I compiled the code using the command line I supply with the code, and I do see ld.local instructions in the generated ptx file (see an excerpt from that ptx file attached below the code). Clearly the code sample I’m supplying here is very small, and the overall operation of the program is NoOp, but those local memory spills aren’t optimized out, as indicated by the ptx. I observe the same behavior in my large kernel.

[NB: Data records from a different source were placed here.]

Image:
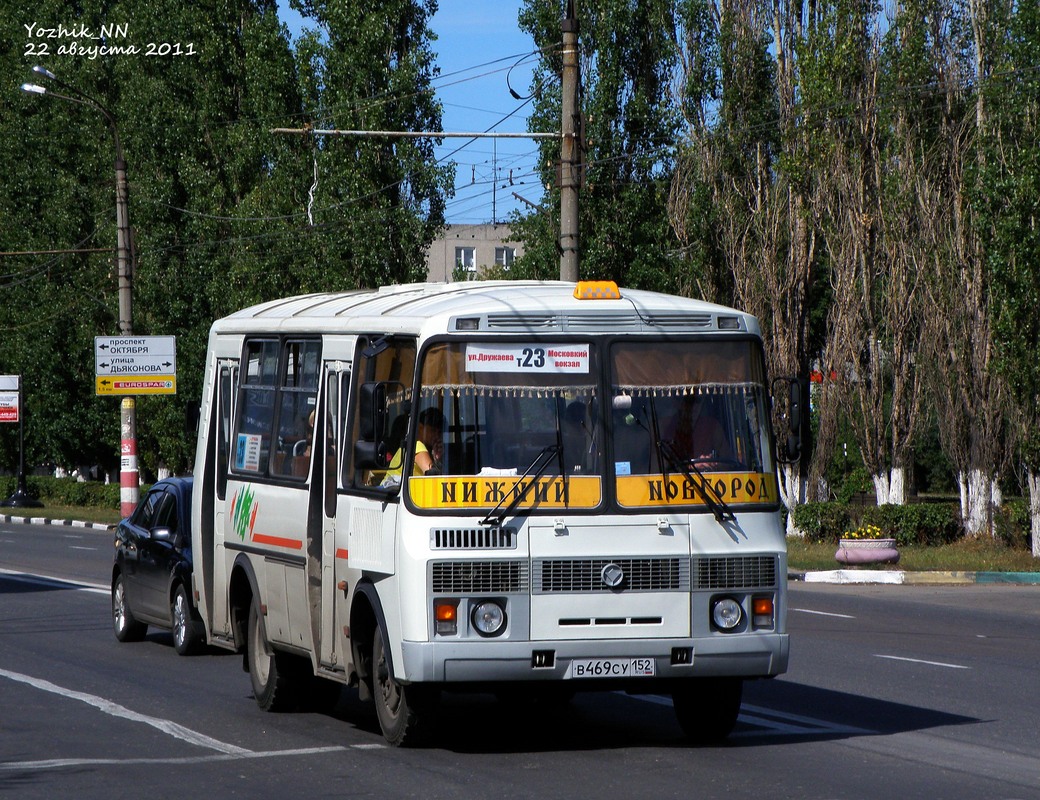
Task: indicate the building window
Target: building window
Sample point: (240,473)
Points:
(504,256)
(466,259)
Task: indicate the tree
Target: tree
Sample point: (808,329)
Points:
(1008,209)
(224,212)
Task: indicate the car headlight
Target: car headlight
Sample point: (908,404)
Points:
(726,613)
(488,618)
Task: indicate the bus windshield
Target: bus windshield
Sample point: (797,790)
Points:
(690,407)
(505,404)
(674,411)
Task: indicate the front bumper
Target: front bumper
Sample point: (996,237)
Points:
(484,662)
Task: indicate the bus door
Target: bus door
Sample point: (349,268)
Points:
(381,415)
(211,558)
(332,551)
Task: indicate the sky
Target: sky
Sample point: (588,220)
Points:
(481,52)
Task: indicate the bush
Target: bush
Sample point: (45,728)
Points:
(916,523)
(823,521)
(65,491)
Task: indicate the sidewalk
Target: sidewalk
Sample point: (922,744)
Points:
(899,576)
(19,519)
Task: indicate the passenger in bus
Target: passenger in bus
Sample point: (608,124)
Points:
(427,446)
(700,436)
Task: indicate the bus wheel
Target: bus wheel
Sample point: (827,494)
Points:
(404,712)
(127,628)
(269,670)
(707,707)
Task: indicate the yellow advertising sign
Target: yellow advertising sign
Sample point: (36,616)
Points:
(484,492)
(737,488)
(158,384)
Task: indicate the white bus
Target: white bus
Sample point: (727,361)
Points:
(515,487)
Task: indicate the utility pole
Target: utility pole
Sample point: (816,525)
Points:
(569,150)
(129,475)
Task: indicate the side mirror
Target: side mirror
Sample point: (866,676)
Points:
(793,418)
(372,411)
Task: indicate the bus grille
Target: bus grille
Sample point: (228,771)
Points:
(557,575)
(735,572)
(478,576)
(473,538)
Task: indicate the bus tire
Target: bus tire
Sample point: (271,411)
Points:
(187,629)
(270,671)
(127,627)
(405,712)
(707,708)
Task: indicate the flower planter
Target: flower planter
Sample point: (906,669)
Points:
(867,551)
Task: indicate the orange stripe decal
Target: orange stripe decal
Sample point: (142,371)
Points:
(278,541)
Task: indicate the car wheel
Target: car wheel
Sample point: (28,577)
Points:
(127,628)
(707,708)
(187,627)
(405,712)
(270,672)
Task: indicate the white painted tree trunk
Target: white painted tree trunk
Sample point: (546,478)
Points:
(882,487)
(898,486)
(1033,479)
(793,493)
(977,502)
(889,487)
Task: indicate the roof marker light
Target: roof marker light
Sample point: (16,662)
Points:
(597,290)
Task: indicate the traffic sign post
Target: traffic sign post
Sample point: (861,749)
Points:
(128,365)
(135,364)
(10,411)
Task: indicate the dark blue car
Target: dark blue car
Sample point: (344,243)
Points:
(152,572)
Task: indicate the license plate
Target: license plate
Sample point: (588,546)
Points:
(612,668)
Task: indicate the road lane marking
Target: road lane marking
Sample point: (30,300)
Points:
(51,764)
(54,583)
(825,613)
(921,661)
(166,726)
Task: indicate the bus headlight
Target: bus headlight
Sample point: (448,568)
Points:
(488,618)
(726,613)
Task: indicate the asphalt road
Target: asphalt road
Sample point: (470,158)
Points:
(893,691)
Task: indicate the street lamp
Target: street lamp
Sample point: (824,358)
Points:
(129,482)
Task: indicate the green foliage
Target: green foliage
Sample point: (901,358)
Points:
(916,523)
(1011,524)
(823,521)
(218,205)
(65,491)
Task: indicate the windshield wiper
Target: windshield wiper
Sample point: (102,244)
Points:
(538,466)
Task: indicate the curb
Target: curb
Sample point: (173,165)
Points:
(893,576)
(8,519)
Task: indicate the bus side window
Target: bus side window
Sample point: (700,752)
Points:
(385,373)
(275,420)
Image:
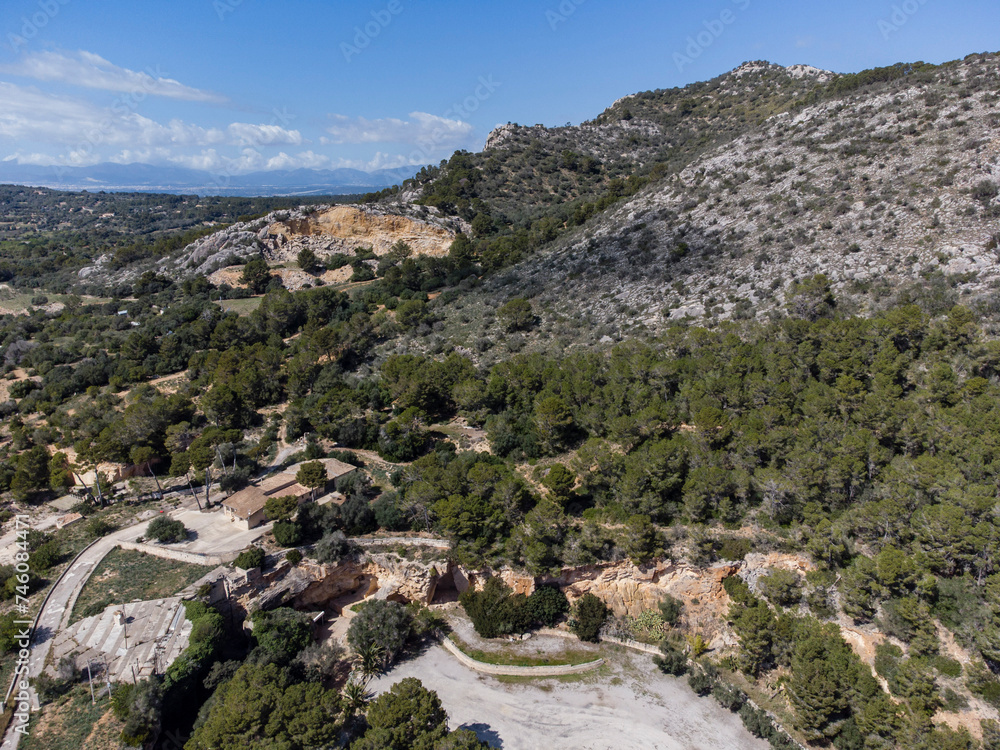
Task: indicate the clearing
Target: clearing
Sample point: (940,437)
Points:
(626,704)
(125,575)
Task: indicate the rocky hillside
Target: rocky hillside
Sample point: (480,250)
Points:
(890,190)
(529,172)
(280,235)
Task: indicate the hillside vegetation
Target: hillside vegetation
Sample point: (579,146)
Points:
(757,313)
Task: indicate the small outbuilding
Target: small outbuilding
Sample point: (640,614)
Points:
(246,507)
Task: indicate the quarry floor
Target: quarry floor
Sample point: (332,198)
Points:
(626,704)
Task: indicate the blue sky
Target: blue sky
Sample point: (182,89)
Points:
(240,85)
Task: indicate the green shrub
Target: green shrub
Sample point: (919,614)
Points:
(782,587)
(732,548)
(495,611)
(588,617)
(252,557)
(166,530)
(287,533)
(547,605)
(671,609)
(673,660)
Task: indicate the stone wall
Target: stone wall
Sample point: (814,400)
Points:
(179,556)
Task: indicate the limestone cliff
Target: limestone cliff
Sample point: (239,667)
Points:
(344,229)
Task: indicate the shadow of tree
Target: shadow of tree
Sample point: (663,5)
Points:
(485,733)
(42,634)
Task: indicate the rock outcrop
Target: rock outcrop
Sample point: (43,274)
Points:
(326,230)
(344,229)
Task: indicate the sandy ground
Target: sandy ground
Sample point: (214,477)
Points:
(626,705)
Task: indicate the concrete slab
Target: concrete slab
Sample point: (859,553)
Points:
(156,632)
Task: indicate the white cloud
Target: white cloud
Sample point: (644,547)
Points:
(422,129)
(93,71)
(246,134)
(87,134)
(303,160)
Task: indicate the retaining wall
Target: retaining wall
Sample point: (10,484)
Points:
(179,556)
(514,671)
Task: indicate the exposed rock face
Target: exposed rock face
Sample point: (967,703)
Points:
(310,586)
(344,229)
(326,230)
(630,590)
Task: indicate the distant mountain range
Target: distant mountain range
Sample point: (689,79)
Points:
(148,178)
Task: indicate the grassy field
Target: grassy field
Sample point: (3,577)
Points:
(519,655)
(125,575)
(240,306)
(71,722)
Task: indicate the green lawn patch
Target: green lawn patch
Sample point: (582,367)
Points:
(241,307)
(125,575)
(524,655)
(68,723)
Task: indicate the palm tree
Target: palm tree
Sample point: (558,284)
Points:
(372,657)
(356,696)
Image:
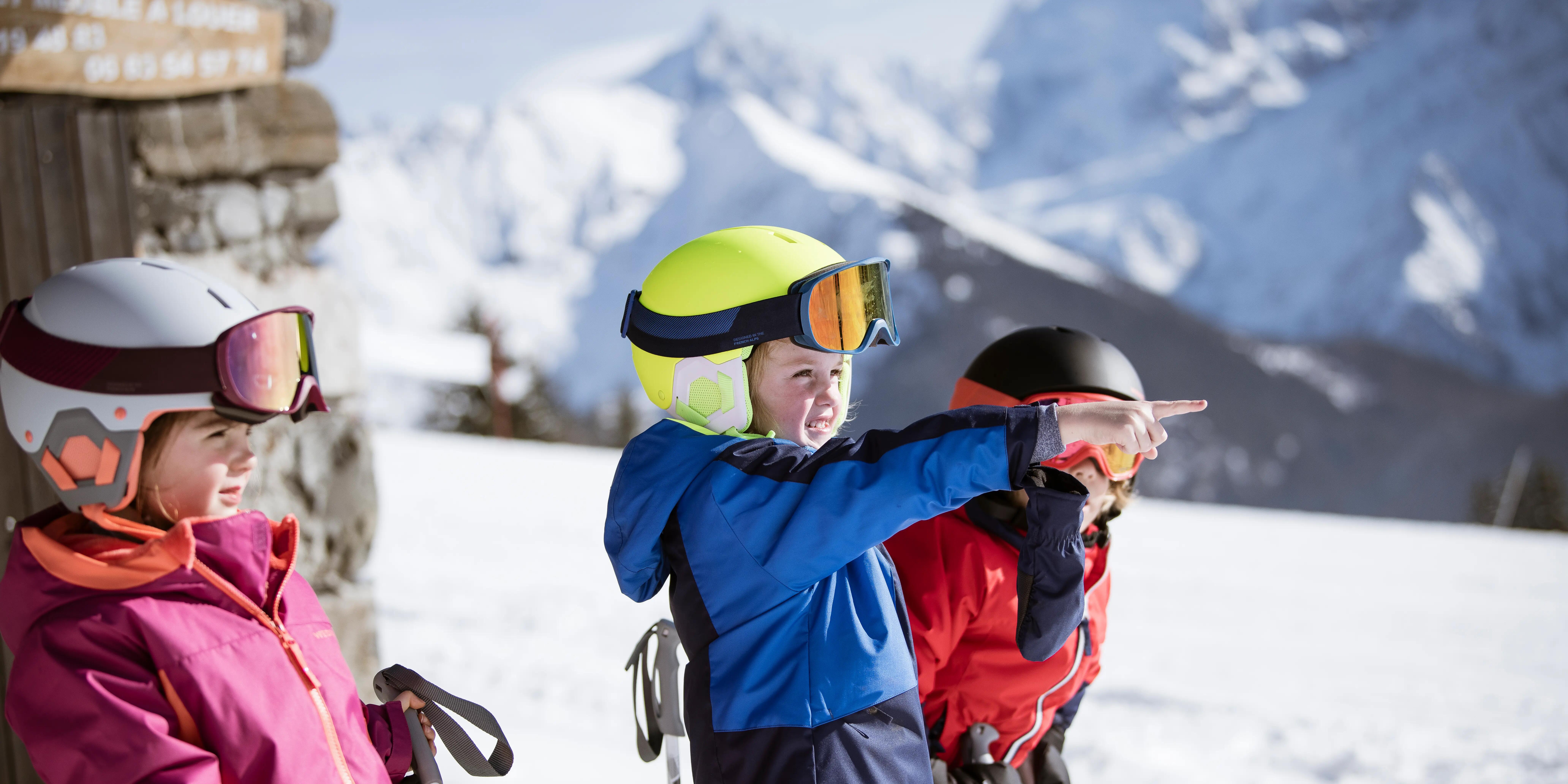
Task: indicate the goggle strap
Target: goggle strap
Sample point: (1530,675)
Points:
(106,369)
(714,333)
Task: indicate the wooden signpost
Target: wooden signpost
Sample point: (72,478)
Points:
(139,49)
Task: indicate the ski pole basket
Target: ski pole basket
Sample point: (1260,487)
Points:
(659,677)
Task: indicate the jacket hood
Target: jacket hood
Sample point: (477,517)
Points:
(656,469)
(60,557)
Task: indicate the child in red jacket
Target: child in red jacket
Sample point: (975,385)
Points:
(960,576)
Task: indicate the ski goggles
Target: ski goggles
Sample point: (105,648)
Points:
(258,369)
(1112,460)
(843,310)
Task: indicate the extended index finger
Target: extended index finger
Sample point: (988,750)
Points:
(1170,408)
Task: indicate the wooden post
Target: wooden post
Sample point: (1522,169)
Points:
(65,200)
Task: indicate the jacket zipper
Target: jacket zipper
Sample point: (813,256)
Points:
(291,648)
(100,515)
(1078,659)
(1040,705)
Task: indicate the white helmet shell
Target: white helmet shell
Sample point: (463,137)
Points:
(90,443)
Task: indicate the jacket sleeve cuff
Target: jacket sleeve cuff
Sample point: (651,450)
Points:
(1048,440)
(391,736)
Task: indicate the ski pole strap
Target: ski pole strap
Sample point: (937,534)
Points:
(397,680)
(662,709)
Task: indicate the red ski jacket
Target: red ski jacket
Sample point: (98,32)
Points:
(960,589)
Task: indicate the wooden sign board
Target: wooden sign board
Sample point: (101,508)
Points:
(139,49)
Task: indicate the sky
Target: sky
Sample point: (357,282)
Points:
(404,59)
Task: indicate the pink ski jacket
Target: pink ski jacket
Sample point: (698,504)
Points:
(190,658)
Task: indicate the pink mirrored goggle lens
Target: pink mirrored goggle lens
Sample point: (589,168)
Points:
(266,360)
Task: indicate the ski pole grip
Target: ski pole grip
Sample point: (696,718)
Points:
(426,771)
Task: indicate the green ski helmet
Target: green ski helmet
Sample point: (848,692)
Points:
(706,305)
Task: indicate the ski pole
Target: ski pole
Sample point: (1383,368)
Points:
(426,769)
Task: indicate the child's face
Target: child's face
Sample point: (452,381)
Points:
(1098,485)
(203,469)
(797,394)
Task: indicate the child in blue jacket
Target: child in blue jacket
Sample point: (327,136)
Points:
(771,529)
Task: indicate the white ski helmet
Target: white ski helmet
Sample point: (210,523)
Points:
(101,350)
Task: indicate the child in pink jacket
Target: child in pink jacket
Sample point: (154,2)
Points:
(159,629)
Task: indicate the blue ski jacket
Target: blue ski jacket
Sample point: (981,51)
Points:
(802,669)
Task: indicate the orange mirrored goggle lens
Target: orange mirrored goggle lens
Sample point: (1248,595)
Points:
(846,305)
(266,360)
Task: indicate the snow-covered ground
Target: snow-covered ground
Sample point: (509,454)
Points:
(1246,645)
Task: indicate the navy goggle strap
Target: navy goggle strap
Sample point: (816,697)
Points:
(714,333)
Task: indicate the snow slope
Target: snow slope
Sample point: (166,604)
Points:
(1246,645)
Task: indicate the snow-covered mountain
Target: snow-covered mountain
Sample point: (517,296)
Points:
(1296,186)
(1291,170)
(1305,170)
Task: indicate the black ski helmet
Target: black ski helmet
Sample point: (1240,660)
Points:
(1053,360)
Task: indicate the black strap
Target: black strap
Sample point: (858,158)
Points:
(397,680)
(705,335)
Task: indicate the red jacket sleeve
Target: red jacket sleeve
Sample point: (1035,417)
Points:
(391,736)
(943,589)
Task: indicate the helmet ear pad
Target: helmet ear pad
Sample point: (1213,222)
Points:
(714,391)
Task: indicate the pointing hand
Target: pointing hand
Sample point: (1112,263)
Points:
(1134,426)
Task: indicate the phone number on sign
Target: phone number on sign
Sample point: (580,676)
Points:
(181,63)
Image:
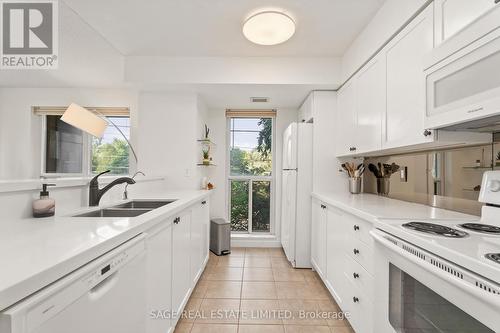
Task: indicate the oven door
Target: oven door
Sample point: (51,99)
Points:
(419,292)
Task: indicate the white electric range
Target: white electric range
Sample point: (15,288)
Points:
(440,275)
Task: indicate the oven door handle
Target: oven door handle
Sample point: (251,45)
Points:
(493,299)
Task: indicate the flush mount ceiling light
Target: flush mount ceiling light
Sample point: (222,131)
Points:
(269,28)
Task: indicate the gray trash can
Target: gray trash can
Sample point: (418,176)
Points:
(220,236)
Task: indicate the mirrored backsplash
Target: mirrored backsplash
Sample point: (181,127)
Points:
(449,179)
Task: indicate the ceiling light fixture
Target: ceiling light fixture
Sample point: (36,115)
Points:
(269,28)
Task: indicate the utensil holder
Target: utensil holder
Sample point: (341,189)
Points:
(355,185)
(383,186)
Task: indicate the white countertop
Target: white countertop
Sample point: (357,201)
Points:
(37,252)
(372,207)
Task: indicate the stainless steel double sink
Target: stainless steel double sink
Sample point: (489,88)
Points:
(128,209)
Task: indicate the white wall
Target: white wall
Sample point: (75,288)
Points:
(232,70)
(86,59)
(169,125)
(390,17)
(218,125)
(326,177)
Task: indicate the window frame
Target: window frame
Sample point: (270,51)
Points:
(251,179)
(86,158)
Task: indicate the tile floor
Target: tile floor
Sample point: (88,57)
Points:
(256,290)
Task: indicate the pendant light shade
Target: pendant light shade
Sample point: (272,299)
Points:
(84,120)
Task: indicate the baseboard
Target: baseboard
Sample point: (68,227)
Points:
(254,241)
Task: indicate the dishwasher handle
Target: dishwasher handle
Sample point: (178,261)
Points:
(103,287)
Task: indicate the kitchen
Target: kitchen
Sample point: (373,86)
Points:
(305,166)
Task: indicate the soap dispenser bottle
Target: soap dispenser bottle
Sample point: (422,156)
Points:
(44,206)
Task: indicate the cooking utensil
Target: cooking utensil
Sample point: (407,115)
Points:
(374,170)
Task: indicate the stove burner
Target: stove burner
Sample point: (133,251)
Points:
(435,229)
(486,228)
(494,257)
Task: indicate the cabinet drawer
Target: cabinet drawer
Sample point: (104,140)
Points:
(360,309)
(362,253)
(359,276)
(359,229)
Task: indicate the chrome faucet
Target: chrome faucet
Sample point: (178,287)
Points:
(125,193)
(95,194)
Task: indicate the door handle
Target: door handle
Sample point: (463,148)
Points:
(102,288)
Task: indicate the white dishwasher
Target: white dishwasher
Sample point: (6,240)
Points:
(106,295)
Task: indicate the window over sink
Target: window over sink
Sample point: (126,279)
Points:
(250,172)
(68,151)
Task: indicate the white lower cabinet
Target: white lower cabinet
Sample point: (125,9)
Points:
(177,252)
(181,268)
(335,243)
(199,238)
(349,256)
(159,279)
(318,241)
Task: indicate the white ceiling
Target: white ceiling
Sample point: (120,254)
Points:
(213,27)
(222,96)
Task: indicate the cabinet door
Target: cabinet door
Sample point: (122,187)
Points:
(199,238)
(181,275)
(454,15)
(306,110)
(335,243)
(405,113)
(318,237)
(370,105)
(346,120)
(159,278)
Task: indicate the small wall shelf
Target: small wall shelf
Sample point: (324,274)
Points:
(480,168)
(206,142)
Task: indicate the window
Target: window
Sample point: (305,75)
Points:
(251,174)
(111,152)
(69,151)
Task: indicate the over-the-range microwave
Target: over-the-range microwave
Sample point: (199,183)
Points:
(463,75)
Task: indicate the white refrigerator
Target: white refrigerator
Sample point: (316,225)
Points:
(296,194)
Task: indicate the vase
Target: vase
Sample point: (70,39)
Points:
(383,186)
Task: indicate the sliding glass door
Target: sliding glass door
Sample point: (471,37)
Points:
(250,180)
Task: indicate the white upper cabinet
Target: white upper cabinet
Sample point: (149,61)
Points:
(405,112)
(454,15)
(370,105)
(345,122)
(306,112)
(361,108)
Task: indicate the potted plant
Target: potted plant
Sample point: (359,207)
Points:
(206,155)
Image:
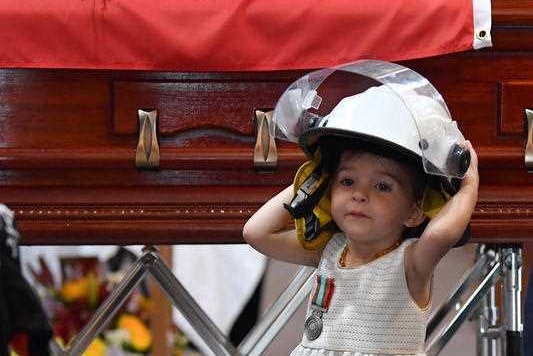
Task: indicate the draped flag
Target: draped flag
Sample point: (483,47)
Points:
(234,35)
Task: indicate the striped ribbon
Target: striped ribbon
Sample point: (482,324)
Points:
(324,287)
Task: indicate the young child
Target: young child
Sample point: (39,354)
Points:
(373,282)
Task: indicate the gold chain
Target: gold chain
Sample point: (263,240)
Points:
(342,260)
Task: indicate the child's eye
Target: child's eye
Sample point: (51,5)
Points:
(347,182)
(384,187)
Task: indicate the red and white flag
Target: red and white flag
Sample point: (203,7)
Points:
(234,35)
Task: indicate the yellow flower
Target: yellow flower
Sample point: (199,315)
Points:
(96,348)
(140,337)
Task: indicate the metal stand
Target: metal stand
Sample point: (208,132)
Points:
(491,264)
(150,262)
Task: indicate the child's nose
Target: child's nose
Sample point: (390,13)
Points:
(360,194)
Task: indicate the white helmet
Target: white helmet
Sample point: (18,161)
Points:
(389,106)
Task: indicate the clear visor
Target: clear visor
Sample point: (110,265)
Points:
(308,101)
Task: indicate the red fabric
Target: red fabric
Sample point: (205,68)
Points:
(227,35)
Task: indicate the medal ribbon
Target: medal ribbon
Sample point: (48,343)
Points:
(324,288)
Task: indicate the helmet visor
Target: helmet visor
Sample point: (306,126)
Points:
(345,98)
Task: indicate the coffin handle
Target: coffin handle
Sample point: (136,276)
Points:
(265,151)
(147,153)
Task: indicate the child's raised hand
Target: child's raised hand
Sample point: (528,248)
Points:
(445,229)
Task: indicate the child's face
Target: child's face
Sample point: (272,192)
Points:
(372,197)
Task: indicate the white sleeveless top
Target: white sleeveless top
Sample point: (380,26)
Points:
(371,311)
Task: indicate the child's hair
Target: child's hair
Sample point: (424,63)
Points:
(331,149)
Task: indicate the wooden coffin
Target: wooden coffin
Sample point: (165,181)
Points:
(69,139)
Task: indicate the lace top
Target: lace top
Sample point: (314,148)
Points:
(370,312)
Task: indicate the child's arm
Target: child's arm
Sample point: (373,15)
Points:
(443,231)
(271,231)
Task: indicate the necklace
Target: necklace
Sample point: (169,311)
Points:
(342,259)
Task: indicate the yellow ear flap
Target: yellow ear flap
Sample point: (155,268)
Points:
(315,229)
(313,221)
(435,197)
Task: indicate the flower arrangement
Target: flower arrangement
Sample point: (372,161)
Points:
(85,284)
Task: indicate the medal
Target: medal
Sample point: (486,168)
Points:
(323,291)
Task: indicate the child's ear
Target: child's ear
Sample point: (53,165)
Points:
(416,218)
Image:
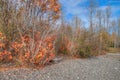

Once I apply some very basic changes to the code (see comments therein), I see the spills disappear, as indicated by the lack of the warning message from the compiler as well as the lack of ld.local instructions in the ptx file.

Would love to hear some opinions about this situation. Thanks!


Save this code as broken-unrolling.cu to use my command line.

// This program demonstrates what seems to be a loop unrolling bug. The bug
// causes loops to not be unrolled in a fairly straightforward code.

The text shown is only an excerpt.